An epic novel that spans the time from the days of Queen Victoria's Diamond Jubilee to
an independent India. Against this historical backdrop is the presence of Jaya-
from her childhood as daughter of a maharajah, to her marriage to another, and
her role as mother of the next ruler.
I read many novels set in India-this is one of the best. Not just the story of one remarkable woman, or of the history of a country, it takes us into a world peopled by lovers and warriors, the good and the decadent.
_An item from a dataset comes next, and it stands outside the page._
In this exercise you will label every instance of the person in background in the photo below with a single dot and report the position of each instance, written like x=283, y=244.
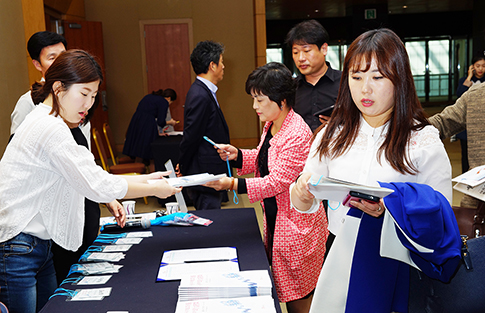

In the story of Princess Jaya of Balmer, spanning the first half of this century, the author of Karma Cola (and the wife of Knopf's Sonny Mehta) offers a panoramic view of the pain and pageantry attending the demise of royal India. Raised traditionally, Jaya is also schooled to follow modern politics as the royal houses of India, struggling for autonomy within the British Empire, are drawn into global affairs. After her brother dies fighting at Aleppo and her father is poisoned, Jaya is wed to a prince of another kingdom, who forsakes her for an extravagant life in England and Europe. She bears a son, whom she raises to be Maharajah, but in the paroxysm of the nationalist movement and the bloodshed between Hindus and Muslims, both son and husband are doomed. As Maharani, Jaya signs the Instrument of Accession in 1950; as an individual, she stands for election, hoping to carry out the mission of leadership to which she was born. Grounded in details of ancient royal tradition and Hindu ritual, Jaya's story counterpoints a vanished way of life against the complex political realities involved in the passing of the Raj and the birth of the modern nations of India and Pakistan.